Notably, the view that halvings are no longer the main drivers of bullish and bearish cycles was also shared by Pierre Rochard, CEO of The Bitcoin Bond Company, and CryptoQuant CEO Ki Young Ju [6][7]. The majority of new coins being sold are from OG whales, not miners, and the role of retail investors in Bitcoin's price movement has diminished due to its growing institutional adoption.

As of today, the price of Bitcoin reached a multi-week peak of $122,227, nearing its all-time high of $122,838, which was logged in July [1]. This upward trend underscores the changing dynamics in the Bitcoin market, with institutional investors playing a pivotal role in driving demand and shaping price movements.

References:

[1] CoinDesk (2022) [link] [2] The Block (2021) [link] [3] Bloomberg (2020) [link] [4] Forbes (2019) [link] [5] Business Insider (2018) [link] [6] Cointelegraph (2021) [link] [7] Decrypt (2021) [link]

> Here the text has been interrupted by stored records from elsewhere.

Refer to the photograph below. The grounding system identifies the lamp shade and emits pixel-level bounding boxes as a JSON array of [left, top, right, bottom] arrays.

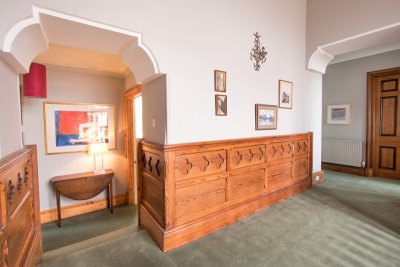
[[88, 143, 108, 154], [23, 63, 47, 98]]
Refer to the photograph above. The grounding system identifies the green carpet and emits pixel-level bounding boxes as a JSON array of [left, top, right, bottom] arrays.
[[42, 206, 138, 252], [42, 172, 400, 267]]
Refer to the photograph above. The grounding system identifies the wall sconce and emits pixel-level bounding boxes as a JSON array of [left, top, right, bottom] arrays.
[[23, 63, 47, 98], [88, 143, 108, 174], [250, 32, 268, 71]]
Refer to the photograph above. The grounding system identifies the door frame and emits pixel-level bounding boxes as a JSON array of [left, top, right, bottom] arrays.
[[365, 67, 400, 176], [124, 85, 142, 206]]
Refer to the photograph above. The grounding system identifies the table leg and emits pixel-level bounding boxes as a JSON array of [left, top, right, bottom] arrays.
[[108, 180, 114, 213], [56, 191, 61, 227]]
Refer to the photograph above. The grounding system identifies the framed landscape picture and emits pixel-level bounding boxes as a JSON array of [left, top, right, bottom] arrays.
[[256, 104, 278, 130], [215, 95, 228, 116], [279, 80, 293, 109], [43, 102, 115, 154], [327, 104, 350, 124], [214, 70, 226, 92]]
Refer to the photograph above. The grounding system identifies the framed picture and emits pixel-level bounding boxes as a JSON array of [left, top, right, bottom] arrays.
[[327, 104, 350, 124], [215, 95, 228, 116], [43, 102, 115, 154], [279, 80, 293, 108], [256, 104, 278, 130], [214, 70, 226, 92]]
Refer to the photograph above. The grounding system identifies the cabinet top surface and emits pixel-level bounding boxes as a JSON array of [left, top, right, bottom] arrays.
[[50, 169, 114, 183]]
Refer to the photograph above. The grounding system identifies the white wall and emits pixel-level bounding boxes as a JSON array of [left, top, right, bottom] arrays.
[[142, 75, 167, 144], [0, 0, 320, 175], [307, 0, 400, 59], [0, 59, 22, 158], [22, 67, 126, 210], [322, 50, 400, 157]]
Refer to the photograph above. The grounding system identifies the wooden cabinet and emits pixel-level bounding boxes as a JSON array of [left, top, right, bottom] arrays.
[[0, 146, 42, 266], [139, 133, 312, 251]]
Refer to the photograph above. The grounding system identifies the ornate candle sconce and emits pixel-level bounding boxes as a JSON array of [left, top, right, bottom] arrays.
[[250, 32, 268, 71]]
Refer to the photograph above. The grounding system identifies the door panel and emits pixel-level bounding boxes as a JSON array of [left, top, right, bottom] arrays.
[[373, 73, 400, 179]]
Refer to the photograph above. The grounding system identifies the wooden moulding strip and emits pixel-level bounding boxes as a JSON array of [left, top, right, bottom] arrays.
[[140, 177, 311, 252], [40, 194, 127, 224], [313, 171, 325, 185]]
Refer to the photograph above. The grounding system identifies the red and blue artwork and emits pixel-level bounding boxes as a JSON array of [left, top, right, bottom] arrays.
[[54, 111, 108, 147]]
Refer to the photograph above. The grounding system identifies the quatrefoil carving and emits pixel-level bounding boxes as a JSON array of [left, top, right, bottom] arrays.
[[212, 154, 225, 169], [178, 159, 193, 175], [253, 147, 264, 160], [198, 156, 210, 172], [232, 151, 243, 165], [244, 149, 253, 163]]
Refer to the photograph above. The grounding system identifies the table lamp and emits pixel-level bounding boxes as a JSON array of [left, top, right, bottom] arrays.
[[88, 143, 108, 174]]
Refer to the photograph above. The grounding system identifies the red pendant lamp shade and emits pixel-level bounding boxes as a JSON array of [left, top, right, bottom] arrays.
[[24, 63, 47, 98]]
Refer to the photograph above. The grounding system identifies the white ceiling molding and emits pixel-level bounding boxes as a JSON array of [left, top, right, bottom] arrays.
[[308, 22, 400, 74], [0, 6, 159, 83], [308, 47, 334, 74]]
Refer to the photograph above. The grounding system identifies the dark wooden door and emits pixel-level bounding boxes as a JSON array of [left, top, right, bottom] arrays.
[[373, 70, 400, 179]]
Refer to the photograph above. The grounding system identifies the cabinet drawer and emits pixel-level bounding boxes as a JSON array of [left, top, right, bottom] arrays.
[[2, 156, 32, 217], [268, 142, 293, 162]]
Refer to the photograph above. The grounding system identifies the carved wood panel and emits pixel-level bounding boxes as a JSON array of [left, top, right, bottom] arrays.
[[228, 168, 266, 200], [176, 177, 226, 223], [141, 151, 164, 180], [293, 139, 309, 156], [268, 142, 293, 161], [268, 162, 292, 191], [175, 150, 226, 179], [228, 145, 265, 170], [142, 174, 165, 226]]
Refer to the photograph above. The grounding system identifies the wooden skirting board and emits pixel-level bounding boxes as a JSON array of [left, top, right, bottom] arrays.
[[322, 162, 365, 176], [313, 171, 325, 185], [138, 133, 312, 252], [40, 194, 127, 224]]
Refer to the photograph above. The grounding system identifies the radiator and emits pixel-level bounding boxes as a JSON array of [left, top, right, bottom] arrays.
[[322, 139, 362, 167]]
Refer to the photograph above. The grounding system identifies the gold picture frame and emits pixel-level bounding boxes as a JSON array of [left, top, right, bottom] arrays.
[[256, 104, 278, 130], [43, 102, 116, 155], [279, 80, 293, 109], [214, 70, 226, 93]]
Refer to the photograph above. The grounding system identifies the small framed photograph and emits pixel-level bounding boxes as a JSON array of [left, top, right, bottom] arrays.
[[215, 95, 228, 116], [256, 104, 278, 130], [279, 80, 293, 109], [43, 102, 115, 155], [214, 70, 226, 92], [327, 104, 350, 124]]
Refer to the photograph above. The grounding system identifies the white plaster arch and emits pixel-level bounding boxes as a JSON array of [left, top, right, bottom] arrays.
[[308, 22, 400, 74], [0, 6, 160, 83]]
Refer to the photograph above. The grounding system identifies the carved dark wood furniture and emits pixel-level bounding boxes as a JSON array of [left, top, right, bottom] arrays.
[[50, 169, 114, 227], [138, 133, 312, 251], [0, 146, 42, 266]]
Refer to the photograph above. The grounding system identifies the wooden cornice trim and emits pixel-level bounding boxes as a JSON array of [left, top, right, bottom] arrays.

  1. The shift in Bitcoin's market dynamics has led to institutional adoption of crypto, such as Exchange-Traded Funds (ETFs), corporate treasuries, and wealth platforms, becoming a significant factor in the trading of Bitcoin.
  2. Due to the minimal new issuance of Bitcoin, the price is now more influenced by macroeconomic conditions, regulatory developments, and institutional investment products, rather than the halving cycle or speculative retail demand.
  3. The growing institutional adoption of Bitcoin has resulted in long-term holders, or "OG whales," and institutional investors collectively holding sizable Bitcoin treasuries, influencing market dynamics more than miners ever did.
  4. In the current market, technology has played a crucial role in facilitating the trading and investing of Bitcoin, allowing for the smooth transition from retail-driven to institutional-driven market dynamics.